Somehow it was okay to drink alcohol, and okay to smoke cigarettes, but marijuana? Get that stuff away from me!
Since then, the natural flower has become far less stigmatized in Canada, as more and more studies are vouching for its benefits, and more and more Canadians are using cannabis for medicinal purposes like easing pain and anxiety. Most Canadians know that cannabis can help with pain, especially chronic pain; that’s why doctors prescribe it as pain management medication. Most Canadians also know that cannabis products like cheap weed can help people relax, fall asleep, and be creative.
The public perception of cannabis has become more accurate. Yet for all the progress we’ve made, myths around the drug still abound. People tell their kids, “It’ll give you cancer!” They say, “The stuff will get you addicted!”
Here’s a look at those two myths and why they’re just that—myths.
Myth #1 Cannabis Causes Cancer
Smoking cigarettes causes cancer, everyone knows that. But does consuming cannabis do the same?
It makes sense why people would believe cannabis is carcinogenic. People smoke cigarettes, and people smoke weed, and smoke is bad for the lungs.
However, in reality, although marijuana smoke does indeed contain small amounts of carcinogens, it contains far less than tobacco smoke. And even though marijuana smoke contains small amounts of carcinogens, even heavy users, it turns out, aren’t more likely to get cancer than non-users, according to one pivotal study. On the contrary, using cannabis has been linked to reduced rates of cancer. It may sound counterintuitive, but weed may actually inhibit the growth of cancerous tumors.
Still, it is true that smoke isn’t good for your lungs. If you’re still worried about smoking joints, then, remember that other options are easier on your lungs. Consuming cannabis edibles and beverages are two popular alternatives. They have a similar effect to smoking marijuana but take longer to kick in, due to the way the body processes them. Some people prefer joints to edibles and beverages, while others prefer the reverse. It depends on the person and context.

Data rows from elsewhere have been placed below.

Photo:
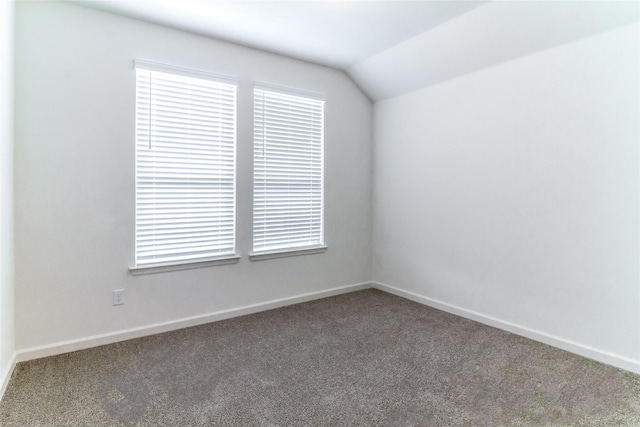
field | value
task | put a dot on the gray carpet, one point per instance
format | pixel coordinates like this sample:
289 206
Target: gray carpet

Myth #2 Cannabis is Addictive
Cannabis doesn’t come without some risk of dependence. Research shows that about 9% of marijuana users become dependent at some point in their lives. But cannabis is certainly not as addictive as people once thought it was.
For scope, just under 20% of Canadians are heavy drinkers.
People who use cannabis in their adolescence are far more likely to become dependent than people who use cannabis later in life. People with a history of schizophrenia who use cannabis may be more likely to develop psychosis than they would if they avoided the substance.
The Bottom Line
Cannabis used to have a bad reputation in Canada, but as more and more research suggests, the drug isn’t as dangerous as people once believed. On the contrary, it may come with a lot of positive attributes.
Not enough research has been done to draw any firm conclusions, but what research has been done so far is promising for cannabis users and people considering giving cannabis products a try.